Relations between Ankara and Amsterdam are already strained due to a series of diplomatic crises rooted in last year.

In an interview with Kurdistan 24, the Dutch Defense Minister Ank Bijleveld expressed concern over the Turkish campaign to capture Afrin.

“The highest level of jihad is the armed struggle,” a part of the sermon read, praising Turkish conscripts taking part in ongoing operations as candidates of martyrdom.

The head of Diyanet, Ali Erbas, preached the sermon while on a trip to the southern Hatay Province where he met with military officials coordinating the assault on the US-armed Kurdish People’s Protection Units (YPG) in Afrin.

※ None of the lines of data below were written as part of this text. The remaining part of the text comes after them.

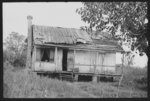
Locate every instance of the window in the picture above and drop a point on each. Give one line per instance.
(45, 54)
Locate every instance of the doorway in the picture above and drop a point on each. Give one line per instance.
(64, 60)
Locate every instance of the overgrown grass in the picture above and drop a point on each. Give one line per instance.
(19, 84)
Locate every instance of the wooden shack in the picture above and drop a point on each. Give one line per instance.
(57, 49)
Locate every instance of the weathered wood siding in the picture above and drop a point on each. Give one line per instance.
(84, 60)
(110, 60)
(59, 59)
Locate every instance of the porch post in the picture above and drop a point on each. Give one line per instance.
(29, 39)
(74, 53)
(56, 59)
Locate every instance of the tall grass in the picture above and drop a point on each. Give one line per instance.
(18, 83)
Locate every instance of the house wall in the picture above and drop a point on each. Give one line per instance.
(83, 59)
(87, 58)
(109, 61)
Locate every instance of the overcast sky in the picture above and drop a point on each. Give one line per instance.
(59, 14)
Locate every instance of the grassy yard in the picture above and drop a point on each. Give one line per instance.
(19, 84)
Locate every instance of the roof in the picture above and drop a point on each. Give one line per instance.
(58, 35)
(45, 35)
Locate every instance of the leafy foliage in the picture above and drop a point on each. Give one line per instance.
(129, 16)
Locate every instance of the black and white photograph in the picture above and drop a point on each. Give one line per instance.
(75, 49)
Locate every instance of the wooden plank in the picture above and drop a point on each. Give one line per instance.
(94, 65)
(56, 62)
(78, 48)
(29, 48)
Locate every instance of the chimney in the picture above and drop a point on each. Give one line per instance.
(29, 41)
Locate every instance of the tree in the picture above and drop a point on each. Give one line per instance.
(14, 49)
(129, 16)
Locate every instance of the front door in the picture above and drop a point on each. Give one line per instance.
(64, 60)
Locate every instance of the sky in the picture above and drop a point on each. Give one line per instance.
(59, 14)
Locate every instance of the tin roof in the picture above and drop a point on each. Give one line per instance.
(44, 35)
(58, 35)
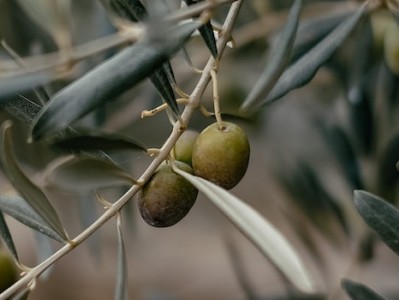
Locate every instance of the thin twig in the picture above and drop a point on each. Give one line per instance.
(194, 102)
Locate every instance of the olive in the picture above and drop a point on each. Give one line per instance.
(183, 148)
(167, 197)
(221, 154)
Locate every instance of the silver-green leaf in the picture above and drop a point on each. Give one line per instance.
(30, 192)
(85, 173)
(276, 63)
(304, 69)
(111, 78)
(258, 230)
(6, 236)
(20, 210)
(380, 216)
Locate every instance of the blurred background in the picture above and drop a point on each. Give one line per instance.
(309, 152)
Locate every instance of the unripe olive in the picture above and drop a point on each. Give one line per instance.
(391, 47)
(183, 149)
(221, 155)
(8, 272)
(167, 197)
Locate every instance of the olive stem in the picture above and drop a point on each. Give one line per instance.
(194, 102)
(216, 102)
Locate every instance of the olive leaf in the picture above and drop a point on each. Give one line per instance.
(44, 251)
(20, 210)
(121, 292)
(276, 63)
(111, 78)
(358, 291)
(86, 173)
(304, 69)
(23, 81)
(135, 11)
(380, 216)
(258, 230)
(6, 236)
(206, 32)
(311, 31)
(87, 139)
(31, 193)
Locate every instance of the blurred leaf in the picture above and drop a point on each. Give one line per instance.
(31, 193)
(111, 78)
(393, 7)
(258, 230)
(22, 109)
(86, 174)
(206, 32)
(22, 295)
(23, 81)
(20, 210)
(161, 82)
(277, 62)
(380, 216)
(44, 251)
(303, 70)
(132, 10)
(94, 140)
(310, 195)
(360, 86)
(6, 236)
(121, 292)
(358, 291)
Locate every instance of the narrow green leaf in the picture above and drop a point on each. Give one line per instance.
(206, 32)
(94, 140)
(358, 291)
(20, 210)
(135, 11)
(26, 80)
(304, 69)
(380, 216)
(277, 62)
(6, 236)
(160, 80)
(258, 230)
(313, 30)
(22, 295)
(44, 251)
(86, 174)
(32, 193)
(111, 78)
(121, 292)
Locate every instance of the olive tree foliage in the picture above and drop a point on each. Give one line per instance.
(58, 90)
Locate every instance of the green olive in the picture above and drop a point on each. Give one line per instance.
(391, 47)
(183, 149)
(167, 197)
(8, 272)
(221, 154)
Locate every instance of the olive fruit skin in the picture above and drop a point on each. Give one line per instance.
(8, 273)
(167, 197)
(183, 148)
(221, 155)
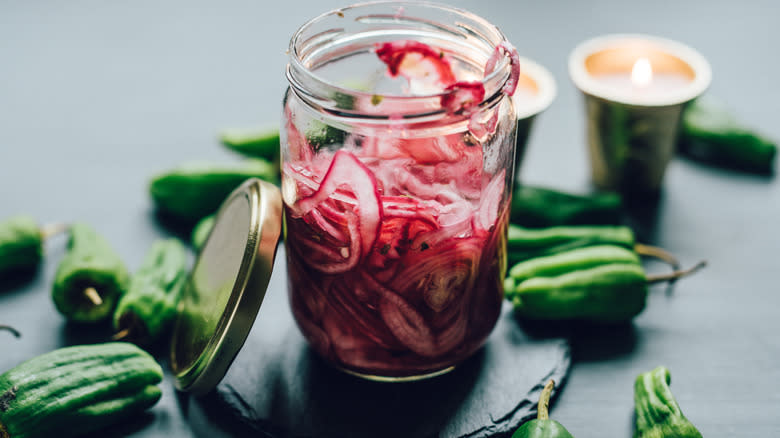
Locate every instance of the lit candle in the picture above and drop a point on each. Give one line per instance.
(635, 87)
(642, 80)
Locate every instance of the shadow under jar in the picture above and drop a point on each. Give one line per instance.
(397, 151)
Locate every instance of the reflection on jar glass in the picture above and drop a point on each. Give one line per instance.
(397, 150)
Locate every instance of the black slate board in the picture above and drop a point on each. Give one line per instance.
(279, 387)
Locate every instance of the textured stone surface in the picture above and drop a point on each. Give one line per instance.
(279, 386)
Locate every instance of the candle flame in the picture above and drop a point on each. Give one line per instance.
(642, 73)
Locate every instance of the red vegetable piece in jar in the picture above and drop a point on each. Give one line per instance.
(415, 61)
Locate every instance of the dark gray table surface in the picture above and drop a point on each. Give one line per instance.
(97, 96)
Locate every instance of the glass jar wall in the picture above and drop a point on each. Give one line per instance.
(397, 148)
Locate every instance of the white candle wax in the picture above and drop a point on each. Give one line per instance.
(661, 84)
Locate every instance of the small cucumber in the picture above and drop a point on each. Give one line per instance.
(145, 311)
(20, 245)
(77, 390)
(196, 190)
(90, 277)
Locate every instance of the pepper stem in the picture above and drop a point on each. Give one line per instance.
(543, 410)
(659, 253)
(93, 296)
(652, 279)
(121, 334)
(11, 329)
(51, 230)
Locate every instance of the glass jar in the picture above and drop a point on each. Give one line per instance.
(397, 151)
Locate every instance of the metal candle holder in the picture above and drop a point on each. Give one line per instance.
(632, 136)
(537, 82)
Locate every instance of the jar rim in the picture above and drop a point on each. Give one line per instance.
(319, 91)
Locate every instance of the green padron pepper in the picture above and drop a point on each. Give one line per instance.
(77, 390)
(657, 413)
(193, 191)
(146, 310)
(21, 243)
(10, 329)
(201, 231)
(90, 277)
(712, 134)
(600, 284)
(527, 243)
(542, 207)
(253, 142)
(542, 426)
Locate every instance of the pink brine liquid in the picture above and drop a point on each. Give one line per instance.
(395, 245)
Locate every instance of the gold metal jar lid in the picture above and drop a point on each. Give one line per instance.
(226, 287)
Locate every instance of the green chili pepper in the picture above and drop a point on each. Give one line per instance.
(21, 243)
(527, 243)
(11, 330)
(576, 259)
(148, 307)
(608, 293)
(712, 134)
(600, 286)
(320, 135)
(90, 277)
(196, 190)
(258, 143)
(542, 426)
(657, 413)
(542, 207)
(201, 231)
(77, 390)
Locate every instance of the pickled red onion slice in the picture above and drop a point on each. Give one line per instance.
(506, 49)
(462, 97)
(347, 170)
(415, 60)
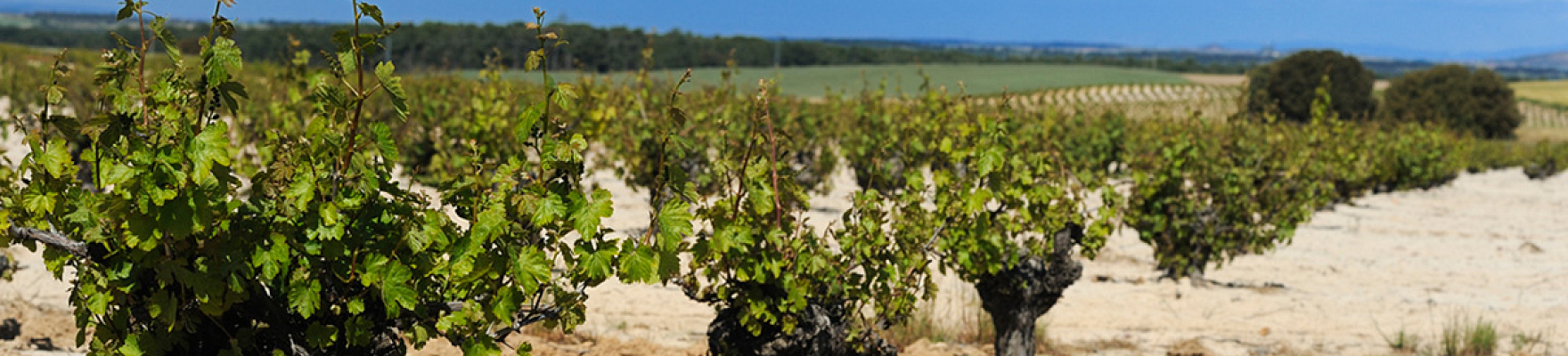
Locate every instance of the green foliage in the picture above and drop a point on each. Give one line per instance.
(323, 250)
(1206, 191)
(1470, 101)
(1286, 86)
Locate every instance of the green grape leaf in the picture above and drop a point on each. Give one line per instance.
(222, 59)
(674, 224)
(549, 211)
(592, 212)
(480, 347)
(397, 290)
(57, 158)
(639, 265)
(530, 269)
(305, 296)
(373, 12)
(490, 223)
(389, 82)
(210, 146)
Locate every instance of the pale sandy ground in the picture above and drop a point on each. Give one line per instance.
(1491, 245)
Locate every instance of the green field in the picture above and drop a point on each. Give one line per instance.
(1553, 92)
(977, 78)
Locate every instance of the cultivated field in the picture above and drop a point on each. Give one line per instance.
(971, 78)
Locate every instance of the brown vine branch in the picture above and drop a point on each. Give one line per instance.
(52, 239)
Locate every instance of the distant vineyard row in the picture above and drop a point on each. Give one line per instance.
(1153, 101)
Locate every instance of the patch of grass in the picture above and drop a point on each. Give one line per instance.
(973, 78)
(974, 328)
(1463, 337)
(1541, 134)
(1402, 343)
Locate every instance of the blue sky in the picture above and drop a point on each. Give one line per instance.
(1456, 28)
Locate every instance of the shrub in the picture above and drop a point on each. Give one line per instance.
(1473, 101)
(1286, 86)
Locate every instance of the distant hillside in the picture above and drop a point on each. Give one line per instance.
(612, 49)
(1543, 60)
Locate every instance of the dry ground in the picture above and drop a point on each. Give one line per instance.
(1491, 245)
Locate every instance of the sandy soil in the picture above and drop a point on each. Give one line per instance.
(1491, 245)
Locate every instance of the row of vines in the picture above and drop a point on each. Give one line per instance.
(214, 206)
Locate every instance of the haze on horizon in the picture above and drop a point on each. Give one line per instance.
(1409, 28)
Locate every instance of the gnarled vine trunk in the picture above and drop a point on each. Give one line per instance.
(1017, 296)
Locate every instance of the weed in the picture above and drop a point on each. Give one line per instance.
(1402, 341)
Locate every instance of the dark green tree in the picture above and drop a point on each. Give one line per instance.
(1286, 86)
(1471, 101)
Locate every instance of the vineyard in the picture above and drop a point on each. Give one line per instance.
(330, 206)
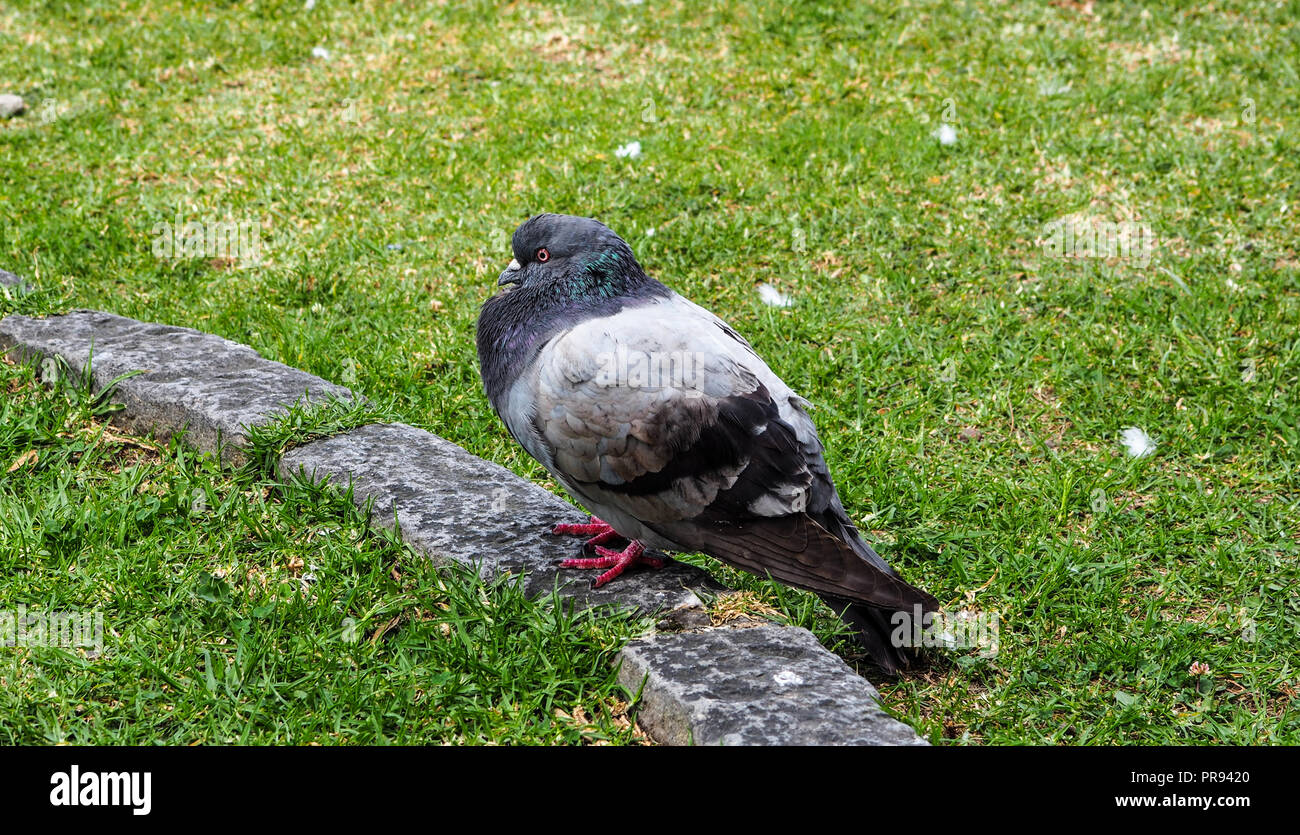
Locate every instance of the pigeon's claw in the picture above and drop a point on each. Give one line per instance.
(599, 531)
(598, 527)
(616, 562)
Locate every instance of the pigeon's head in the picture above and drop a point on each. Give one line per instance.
(571, 256)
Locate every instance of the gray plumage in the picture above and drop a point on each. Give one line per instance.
(663, 422)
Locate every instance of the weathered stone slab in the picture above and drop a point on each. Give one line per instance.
(765, 686)
(212, 388)
(458, 507)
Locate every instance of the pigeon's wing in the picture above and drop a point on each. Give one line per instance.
(667, 415)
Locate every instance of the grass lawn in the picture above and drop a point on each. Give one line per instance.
(970, 384)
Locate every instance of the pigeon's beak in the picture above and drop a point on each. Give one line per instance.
(511, 275)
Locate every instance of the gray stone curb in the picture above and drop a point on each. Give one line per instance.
(763, 686)
(212, 388)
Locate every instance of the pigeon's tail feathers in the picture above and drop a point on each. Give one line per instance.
(885, 637)
(798, 550)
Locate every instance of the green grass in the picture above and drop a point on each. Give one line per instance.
(970, 389)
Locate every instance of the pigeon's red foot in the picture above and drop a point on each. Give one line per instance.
(616, 562)
(599, 531)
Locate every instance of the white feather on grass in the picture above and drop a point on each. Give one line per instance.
(1138, 442)
(772, 297)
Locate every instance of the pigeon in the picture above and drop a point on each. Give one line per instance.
(664, 423)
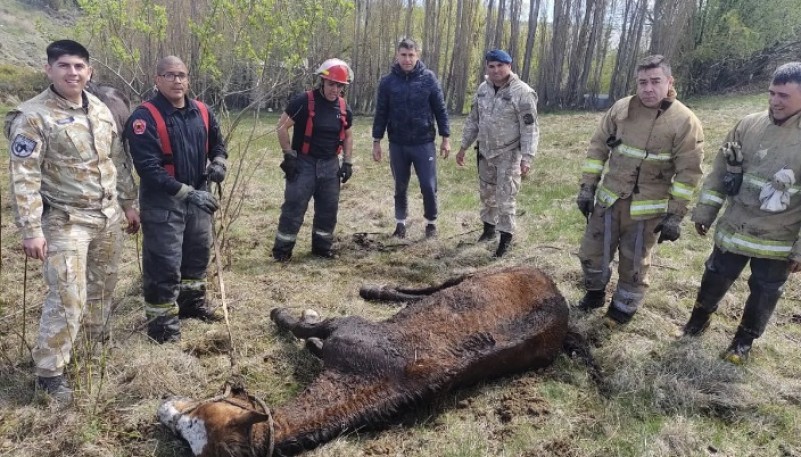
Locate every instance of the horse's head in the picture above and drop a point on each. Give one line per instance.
(219, 427)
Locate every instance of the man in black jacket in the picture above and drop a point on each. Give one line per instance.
(408, 102)
(177, 147)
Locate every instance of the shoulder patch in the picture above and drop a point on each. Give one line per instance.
(23, 146)
(139, 126)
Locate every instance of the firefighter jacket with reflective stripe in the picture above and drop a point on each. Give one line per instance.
(744, 228)
(651, 155)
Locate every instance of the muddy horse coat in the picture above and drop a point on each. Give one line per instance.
(473, 328)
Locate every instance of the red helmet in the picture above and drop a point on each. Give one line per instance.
(335, 70)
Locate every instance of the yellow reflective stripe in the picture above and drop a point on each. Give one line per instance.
(160, 309)
(593, 166)
(637, 153)
(681, 190)
(752, 245)
(711, 198)
(606, 197)
(648, 207)
(756, 181)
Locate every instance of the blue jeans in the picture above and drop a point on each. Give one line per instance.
(424, 159)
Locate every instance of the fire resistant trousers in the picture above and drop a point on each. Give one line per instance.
(766, 285)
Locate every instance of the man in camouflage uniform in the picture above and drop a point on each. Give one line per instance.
(759, 160)
(71, 187)
(503, 119)
(652, 146)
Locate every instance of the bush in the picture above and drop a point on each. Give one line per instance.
(20, 83)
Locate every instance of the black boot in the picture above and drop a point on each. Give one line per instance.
(698, 323)
(592, 299)
(489, 233)
(504, 244)
(400, 231)
(164, 329)
(740, 346)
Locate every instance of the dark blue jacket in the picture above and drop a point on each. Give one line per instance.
(188, 141)
(407, 104)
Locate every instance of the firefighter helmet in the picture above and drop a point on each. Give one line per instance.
(335, 70)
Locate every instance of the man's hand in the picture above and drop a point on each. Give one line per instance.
(290, 165)
(132, 216)
(460, 157)
(585, 200)
(701, 228)
(35, 248)
(345, 172)
(203, 200)
(376, 151)
(445, 147)
(216, 169)
(669, 229)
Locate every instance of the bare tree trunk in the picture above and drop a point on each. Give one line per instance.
(514, 37)
(531, 35)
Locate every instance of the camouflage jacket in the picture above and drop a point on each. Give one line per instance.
(503, 121)
(744, 228)
(651, 155)
(68, 157)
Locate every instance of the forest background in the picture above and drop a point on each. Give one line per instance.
(574, 53)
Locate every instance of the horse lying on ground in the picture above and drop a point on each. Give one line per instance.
(473, 328)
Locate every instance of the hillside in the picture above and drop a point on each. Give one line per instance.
(25, 31)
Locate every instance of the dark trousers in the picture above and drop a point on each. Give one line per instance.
(317, 178)
(766, 285)
(424, 159)
(175, 247)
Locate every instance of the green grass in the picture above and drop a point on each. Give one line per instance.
(659, 395)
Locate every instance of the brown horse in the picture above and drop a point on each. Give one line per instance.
(473, 328)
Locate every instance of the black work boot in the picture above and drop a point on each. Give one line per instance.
(489, 233)
(55, 386)
(400, 231)
(431, 231)
(737, 352)
(615, 317)
(164, 329)
(592, 299)
(504, 244)
(698, 323)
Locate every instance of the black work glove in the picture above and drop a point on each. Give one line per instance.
(669, 229)
(345, 172)
(216, 170)
(586, 200)
(203, 200)
(290, 165)
(733, 178)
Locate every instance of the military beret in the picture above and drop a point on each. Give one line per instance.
(498, 55)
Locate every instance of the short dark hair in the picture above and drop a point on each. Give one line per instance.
(408, 43)
(654, 61)
(60, 48)
(787, 73)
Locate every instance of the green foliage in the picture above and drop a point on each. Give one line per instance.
(20, 82)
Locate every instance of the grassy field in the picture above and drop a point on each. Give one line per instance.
(658, 395)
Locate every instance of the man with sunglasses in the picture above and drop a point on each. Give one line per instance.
(177, 148)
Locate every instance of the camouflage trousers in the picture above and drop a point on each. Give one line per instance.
(612, 229)
(498, 185)
(80, 272)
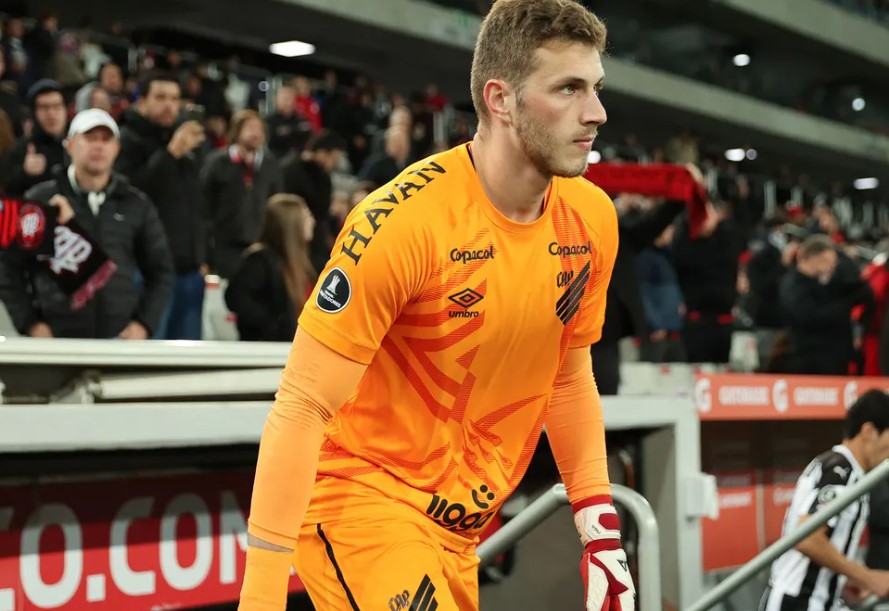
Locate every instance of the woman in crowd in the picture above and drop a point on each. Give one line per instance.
(275, 278)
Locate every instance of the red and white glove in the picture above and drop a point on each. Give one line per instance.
(608, 585)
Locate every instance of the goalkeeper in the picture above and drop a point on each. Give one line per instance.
(453, 321)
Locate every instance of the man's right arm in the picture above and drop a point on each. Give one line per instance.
(14, 292)
(822, 552)
(370, 277)
(144, 172)
(13, 179)
(316, 382)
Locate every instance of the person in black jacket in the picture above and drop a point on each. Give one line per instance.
(164, 160)
(878, 548)
(708, 273)
(307, 174)
(772, 257)
(237, 183)
(818, 297)
(119, 219)
(269, 289)
(624, 311)
(35, 158)
(10, 103)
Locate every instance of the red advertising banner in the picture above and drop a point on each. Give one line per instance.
(724, 547)
(770, 397)
(138, 544)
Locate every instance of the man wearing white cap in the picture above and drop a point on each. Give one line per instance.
(116, 217)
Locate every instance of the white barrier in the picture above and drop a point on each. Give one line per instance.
(93, 397)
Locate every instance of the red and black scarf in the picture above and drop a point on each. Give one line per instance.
(77, 264)
(673, 182)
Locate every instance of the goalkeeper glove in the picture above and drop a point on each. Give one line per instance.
(608, 585)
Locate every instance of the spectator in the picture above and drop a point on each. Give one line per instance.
(334, 105)
(9, 102)
(288, 131)
(663, 301)
(383, 167)
(818, 300)
(100, 99)
(771, 259)
(708, 272)
(33, 158)
(435, 100)
(638, 225)
(308, 175)
(824, 567)
(41, 44)
(164, 160)
(275, 277)
(876, 274)
(17, 60)
(878, 549)
(304, 104)
(237, 183)
(117, 217)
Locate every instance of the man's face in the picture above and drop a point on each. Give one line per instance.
(111, 79)
(284, 101)
(252, 135)
(329, 160)
(99, 99)
(822, 265)
(94, 152)
(160, 104)
(558, 110)
(876, 446)
(49, 110)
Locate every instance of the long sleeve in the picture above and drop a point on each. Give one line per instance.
(244, 297)
(642, 230)
(14, 292)
(315, 384)
(156, 264)
(576, 429)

The head of Diyanet Ali Erbas poses for a picture with the Lieutenant General of Turkey's Second Army, Ismail Metin Temel, at an operation center in Hatay, Turkey, near the border with Syrian Kurdistan, Feb. 16, 2018. (Photo: Diyanet)
The head of Diyanet Ali Erbas poses for a picture with the Lieutenant General of Turkey's Second Army, Ismail Metin Temel, at an operation center in Hatay, Turkey, near the border with Syrian Kurdistan, Feb. 16, 2018. (Photo: Diyanet)

In the Netherlands alone, there are at least 140 mosques operated by the Diyanet, Turkey’s Directorate of Religious Affairs, which acts as the primary Islamic authority for populations of Muslim Turkish origin in other European countries and North America.

President Recep Tayyip Erdogan himself unveiled one such mosque in 2016 near Washington, DC in the United States.

A fact sheet available on Diyanet’s website puts the number of mosques in Turkey at 87,381 as of 2016, a number 26,000 higher than that of schools across the country when compared with a report the same year by the Ministry of National Education.

When Turkey’s “Operation Olive Branch” on Syrian Kurds began, government-funded Anadolu Agency claimed special sessions of prayers for a Turkish victory were conducted at 90,000 mosques.

The taxpayer-funded Diyanet serves only the country’s Sunni Muslim-majority population in Turkey, despite the constitution’s secular character as well as objections from religious minorities and the irreligious.